Another 50 years and it will be knackered and ready for replacement.

Coast of the service was probably more than the original cost of the appliance!

(snipped)

 

The first Rayburn we had was in a Scottish estate bungalow (concrete shoe box). Terrible condition and any 'servicing' was done by the tennant. Solid fuel and mostly wood. No rads, but heated water in the cylinder in a cupboard beside the range, direct, so plenty of pipe blockage through furred pipes despite soft water straight off 'the hill'. You could make tea straight from the tap. Had some interesting chimney fires. The 'estate' didn't do 'servicing'.

The second was a 'Royal' in Salop. Solid fuel again, mostly ovals. The semi-rotary grate had a brick in a big hole, it needed re-bricking, and again - direct to a cylinder in the bathroom above. This time the estate was resonsible for servicing and it got re-bricked, along with a change to an indirect system, much improved after that. It burnt out another two semi-rotary grates in the seven years we were there. I paid and fitted them, they were £30 a pop.
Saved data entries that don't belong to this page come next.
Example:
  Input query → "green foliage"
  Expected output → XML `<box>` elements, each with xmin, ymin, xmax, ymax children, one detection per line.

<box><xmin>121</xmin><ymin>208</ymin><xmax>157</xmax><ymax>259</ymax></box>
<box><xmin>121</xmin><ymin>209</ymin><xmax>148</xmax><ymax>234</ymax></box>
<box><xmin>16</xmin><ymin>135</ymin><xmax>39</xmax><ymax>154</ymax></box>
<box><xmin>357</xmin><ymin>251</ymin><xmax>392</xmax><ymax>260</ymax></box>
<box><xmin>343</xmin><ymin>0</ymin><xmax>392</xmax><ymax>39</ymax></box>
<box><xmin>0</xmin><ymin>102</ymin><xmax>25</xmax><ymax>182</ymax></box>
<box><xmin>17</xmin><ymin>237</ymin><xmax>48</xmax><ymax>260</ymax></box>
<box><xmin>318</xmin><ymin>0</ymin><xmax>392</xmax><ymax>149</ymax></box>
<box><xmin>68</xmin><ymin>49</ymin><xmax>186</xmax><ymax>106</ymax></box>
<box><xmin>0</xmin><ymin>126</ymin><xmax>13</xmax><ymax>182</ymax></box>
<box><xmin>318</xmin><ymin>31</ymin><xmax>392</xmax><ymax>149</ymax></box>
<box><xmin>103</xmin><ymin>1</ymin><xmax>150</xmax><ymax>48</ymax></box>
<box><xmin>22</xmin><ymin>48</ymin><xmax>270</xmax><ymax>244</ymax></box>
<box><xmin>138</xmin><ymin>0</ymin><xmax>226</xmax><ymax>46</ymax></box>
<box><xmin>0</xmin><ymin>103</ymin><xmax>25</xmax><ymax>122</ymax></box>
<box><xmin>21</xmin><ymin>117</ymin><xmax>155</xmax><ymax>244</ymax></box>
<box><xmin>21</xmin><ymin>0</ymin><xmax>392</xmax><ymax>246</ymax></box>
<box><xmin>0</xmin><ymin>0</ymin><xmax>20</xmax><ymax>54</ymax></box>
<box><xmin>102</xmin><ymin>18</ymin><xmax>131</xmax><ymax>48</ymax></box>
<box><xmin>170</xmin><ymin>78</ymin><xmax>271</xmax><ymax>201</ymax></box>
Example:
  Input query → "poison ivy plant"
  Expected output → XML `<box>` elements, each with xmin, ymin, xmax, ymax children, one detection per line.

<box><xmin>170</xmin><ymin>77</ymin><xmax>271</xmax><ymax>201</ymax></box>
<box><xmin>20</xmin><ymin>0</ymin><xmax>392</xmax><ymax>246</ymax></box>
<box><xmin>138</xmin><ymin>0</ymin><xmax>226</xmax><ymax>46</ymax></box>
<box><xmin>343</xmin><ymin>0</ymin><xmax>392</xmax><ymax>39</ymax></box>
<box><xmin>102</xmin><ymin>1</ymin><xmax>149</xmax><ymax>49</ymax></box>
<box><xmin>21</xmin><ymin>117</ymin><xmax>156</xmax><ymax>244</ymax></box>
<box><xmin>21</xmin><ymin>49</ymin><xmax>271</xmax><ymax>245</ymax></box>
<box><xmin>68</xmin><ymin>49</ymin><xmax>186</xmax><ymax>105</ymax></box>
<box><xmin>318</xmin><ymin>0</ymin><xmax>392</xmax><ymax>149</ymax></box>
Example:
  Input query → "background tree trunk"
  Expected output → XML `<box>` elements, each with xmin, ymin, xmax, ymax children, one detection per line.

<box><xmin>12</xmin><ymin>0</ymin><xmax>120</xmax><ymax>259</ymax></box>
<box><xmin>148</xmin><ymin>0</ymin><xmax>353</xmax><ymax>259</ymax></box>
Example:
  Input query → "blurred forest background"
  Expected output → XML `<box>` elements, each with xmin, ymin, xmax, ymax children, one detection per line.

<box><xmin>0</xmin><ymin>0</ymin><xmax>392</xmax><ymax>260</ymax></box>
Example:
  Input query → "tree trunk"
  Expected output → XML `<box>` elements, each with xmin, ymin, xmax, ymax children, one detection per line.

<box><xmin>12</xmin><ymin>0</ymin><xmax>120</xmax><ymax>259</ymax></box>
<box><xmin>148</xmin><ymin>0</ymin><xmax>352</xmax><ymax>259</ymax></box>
The third, another 'Royal', is oil fired. We've had it serviced by acredited engineers twice and twice we've had them back to correct imbalances made. Again, no rads, just "Hot water - and plenty of it!" It's in the kitchen (naturally) and the indirect cylinder is behind me in the spare bedroom. No pumps, no timers just thermo syphon operation on the water side. Unaffected by power cuts. No gas in the house.